Given that the pg_stat_statements
extension is enabled, you can select pg_stat_statements
as the table, and e.g. select the columns “query” and “mean_exec_time”. When you press “Run query”, the query statistics are retrieved from PostgreSQL and shown in a table.
PostgreSQL data exporters
There are also PostgreSQL-specific data exporters available for Prometheus, such as postgres_exporter. OpenTelemetry has also a community contribution for collecting PostgreSQL data.
In general, these need to be run as a separate services, which then collect metrics. Exporters can be configured to collect a wide range of metrics, such as query execution times, cache hit ratios, and so on.
Dashboards
Grafana also allows constructing dashboards that provide a high-level overview of the system. As creating tailored dashboards is a bit out of scope of this course, we’ll leave it at the mention level.
To get started with Dashboards in Grafana, see e.g. Understanding Dashboards in Grafana YouTube video from Grafana labs.
Software teams often have dashboards that are visible to everyone in the team, e.g. in a big screen in the office. This way, everyone can see the status of the system at a glance.

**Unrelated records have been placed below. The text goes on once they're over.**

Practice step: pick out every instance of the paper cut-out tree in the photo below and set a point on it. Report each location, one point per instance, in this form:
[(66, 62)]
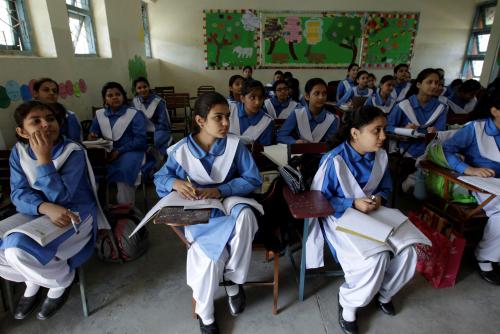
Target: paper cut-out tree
[(345, 31)]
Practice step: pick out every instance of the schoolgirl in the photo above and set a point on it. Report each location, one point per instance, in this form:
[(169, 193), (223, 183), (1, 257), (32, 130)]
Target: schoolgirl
[(401, 74), (218, 165), (311, 123), (355, 174), (479, 144), (382, 98), (248, 119), (361, 89), (280, 105), (48, 178), (126, 127), (155, 110), (348, 82), (47, 90)]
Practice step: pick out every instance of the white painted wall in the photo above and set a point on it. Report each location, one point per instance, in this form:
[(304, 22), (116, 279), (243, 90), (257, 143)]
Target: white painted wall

Although the examples here focused just on Deno and PostgreSQL, the LGTM stack with OpenTelemetry can be used to collect data from a wide range of services. As an example, if we would wish to enable OpenTelemetry metric collection for Traefik, we would just need to add the two following lines to the command
part of Traefik in compose.yaml
:
- "--metrics.otlp=true"
- "--metrics.otlp.http.endpoint=http://lgtm:4318/v1/metrics"
With the above, Traefik metrics would be available in Grafana with the prefix traefik_
. For further options and for understanding OpenTelemetry in depth, a good starting point is the OpenTelemetry documentation.